Monday, August 15, 2011

send the BSIFA back in time

Although Edward X Delaney was perhaps his most famous creation, Lawrence Sanders also created another interesting detective called Timothy Cone, an ex-Marine working as an investigator for Haldering and Company, a Wall Street firm specialising in corporate intelligence (in plain English: he investigates deals and mergers that reek of foul play). He is, needless to say, brilliant; he is also rather eccentric (otherwise he probably wouldn't be an interesting character). The tales of Cone are short, all written in the simple present tense (for creative reasons unknown) and collected in two volumes, The Timothy Files and Timothy's Game. Their lasting value, however, lies not in the plots and the twists (a lot of which are just surprises -- only Cone really can really put the pieces together), but in the scenes of intimacy between him and his boss Samantha Whatley (yes, they are having an affair unbeknownst -- they hope -- to the other people in the office). I was not surprised that Sanders valued such scenes, since he had devoted entire novels to desire, lust and coupling (you can't go wrong with titles like The Seduction of Peter S and The Passion of Molly T). What I was not prepared for was that his descriptions of the moments between Cone and Whatley seem to almost parody themselves with poetic flourishes, pithy phrases and often laughably inane choices of words. Allow me to present a sample from the works collected in The Timothy Files:

but they cannot deny their bodies' appetites, and when their hormones take over, they go berserk.

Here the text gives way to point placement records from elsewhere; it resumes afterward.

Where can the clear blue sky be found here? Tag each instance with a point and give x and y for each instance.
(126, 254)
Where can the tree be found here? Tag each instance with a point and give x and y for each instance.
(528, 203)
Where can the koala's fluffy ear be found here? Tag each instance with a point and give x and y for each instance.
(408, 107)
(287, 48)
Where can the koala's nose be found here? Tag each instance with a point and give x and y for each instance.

they're two stick figures, all bony knobs and hard muscle. their mating is a furious battle, not against each other so much as the emptiness and lunacy of their lives. when they strain, it is not to punish but to break out into another world. oh, look at the meadows and the daffodils! the lawn they seek is bliss.

it's such a sweaty wrestle, not quite hysterical but frantic enough. and
when they're done, staring at each other with dulled eyes, reality comes
seeping back, the real world takes over again. but something remains ...

they're like two rough hawsers, braided, rasping against each other and welcoming the scratch. in no way are they gentle or tender, because they are both hard, hurt people, wanting to get out. and this is the only way they know.

so there are no proclamations of love or undying passion. instead there is is a gritty intenseness, both of them serious and hoping. their coupling is a partnership of two bankrupts, as if all their liabilities combined might show up in black ink and make them wealthy.

they really do get out with each other, as attuned as a duo of violinists, howing and scraping in unison and losing themselves in mutual harmonies. carried away and lost with closed eyes and seraphic smiles, loving life and its surprises.

finally, ignited again, they come together in a different mood: all murmurings and soft twistings. they couple in a drugged tempo, slow and lazy, as if this night might last forever.
later, drowsy and satiated, they lie entwined, peering at each other with dazed eyes. they say nothing of what has happened, not wanting the moment to slip away -- as it inevitably does.